Netflix picks and chooses which numbers to share

Did you watch Netflix's Adam Sandler/Jennifer Aniston led comedy Murder Mystery? If the answer is no, you're in the minority. At least, according to Netflix you are. The popular account Netflix Is A Joke tweeted out a statistic that revealed nearly 31 million accounts watched the movie in its first three days (Variety confirmed with a Netflix spokesperson that the data was accurate). The news means that Murder Mystery is the biggest film to ever open on the streaming platform. 

According to CNBC, however, Netflix counts something as viewed if it's only been 70% watched. So, in spite of the 31 million people who got at least 70% of the way through Murder Mystery over that weekend, as far as total hours watched worldwide goes, the film didn't actually do as well as Netflix makes it seem. But when Netflix throws out numbers that sound bigger than they really are, the company appears as though it's doing much better than it probably is. It looks like a heavy hitter in the industry.

Netflix wants to lure in big name talent

With Netflix in control of the numbers that are released to the public, it's easy to make the company seem more desirable to outside talent. After all, if Netflix original programming is bringing in 31 million viewers over its opening weekend, who wouldn't want to work for the company?

Both 2018 and 2019 have been big for Netflix and Hollywood talent. According to IndieWire, Netflix picked up some big contracts in 2018, including American Horror Story's Ryan Murphy, who signed a five-year deal worth $300 million. Likewise, Shonda Rhimes (Grey's Anatomy) signed on with the streaming service for $150 million. In 2019, The Hollywood Reporter broke news that David Benioff and Dan Weiss (the duo behind Game of Thrones) had closed a $200 million multiyear deal that would include both film and TV projects. 

Netflix is courting some of the biggest names out there, and in order to do so, it needs to put itself in the best possible light — which means releasing the "right" numbers to the public.

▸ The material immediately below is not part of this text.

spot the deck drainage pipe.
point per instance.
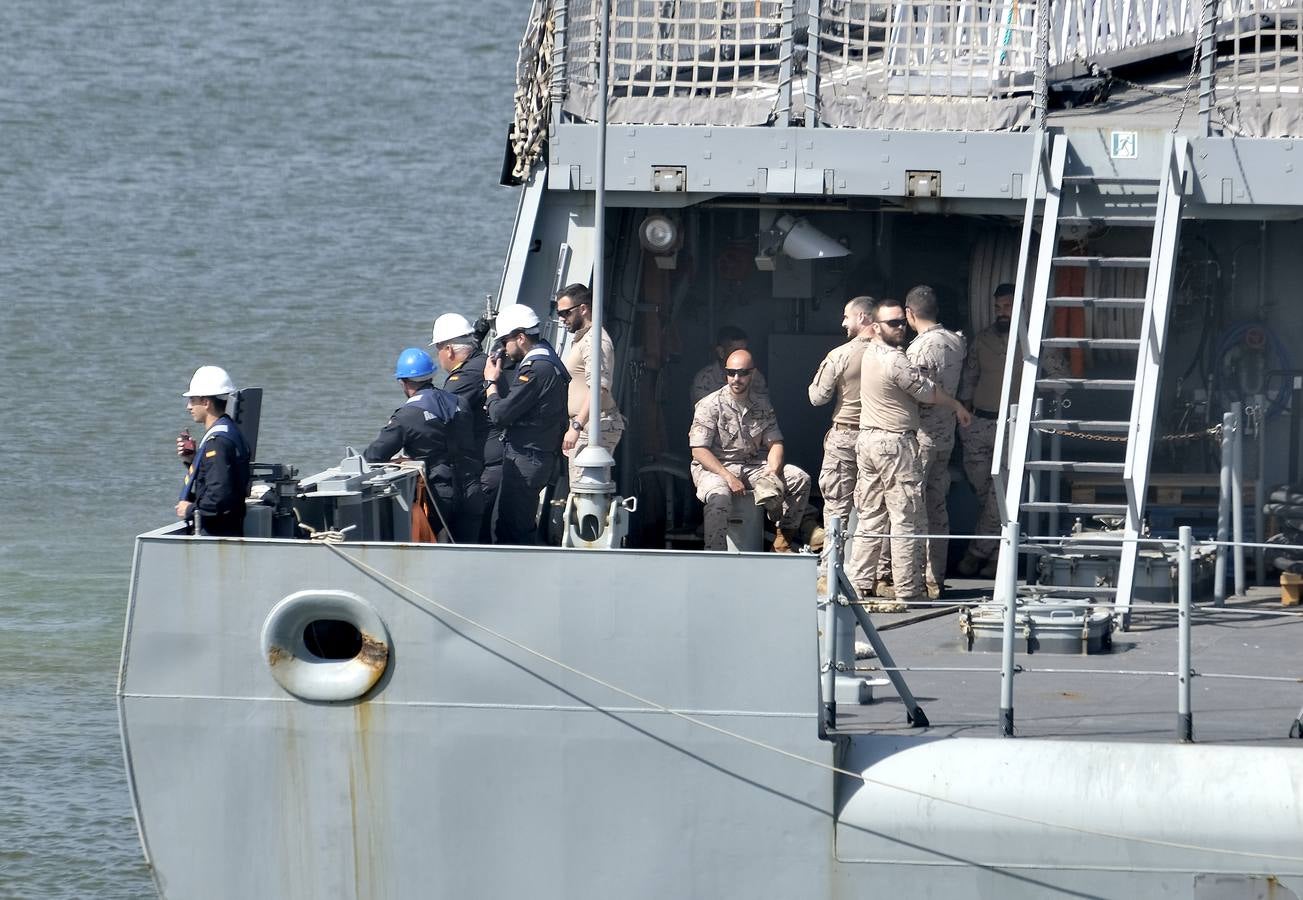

It's easy for Netflix to lie about viewership

When it comes right down to it, Netflix is in a position where, really, it can throw out whatever viewership numbers it wants, because streaming is still such a new way to watch TV. And, because Netflix isn't looking at live numbers or just American accounts, any viewership number it reports to have is going to seem large compared to the typical Nielsen ratings regular networks live and die by. 

So it's easy for Netflix to say (via CNN Business) something like, "Sex Education ... is on pace to be watched by over 40 million accounts over its first month," because there's no evidence to prove otherwise. That doesn't mean that people aren't calling the company out for its exaggerated estimates, though. New York Times TV critic James Poniewozik tweeted in January 2019, "Sooooo we're just taking Netflix's self-reported numbers as fact now, cool, cool," while The Hollywood Reporter's Daniel Fienberg tweeted, "It's official: Netflix tweeting utterly BS ratings — guessing on the first month ratings of a show that's been out for 12 days — is actually worse than no Netflix ratings."

Netflix doesn't actually look into viewership statistics

All of this boils down to one thing, and it's a big thing: with Netflix in a position to discredit any traditional means of measuring its audience, there is no one out there keeping the company — and its reported statistics — in check. Netflix reports that 31 million people watch a movie, but how does anyone know for sure?

CNN Business notes that what Netflix lacks is "nuance and third party verification." According to the publication, big TV networks conduct their own in-house research on viewers, but outside companies like Nielsen keep those numbers in check. Netflix has no outside company looking over their statistics, and why would they want one? The streaming service's biggest concern is on subscriber rates, not who that subscriber is or what kind of household they come from (things that Nielsen also gathers information on). 

But once a third party company cracks the code on how to collect Netflix viewership data (which is inevitable), what hold will Netflix have over the streaming game?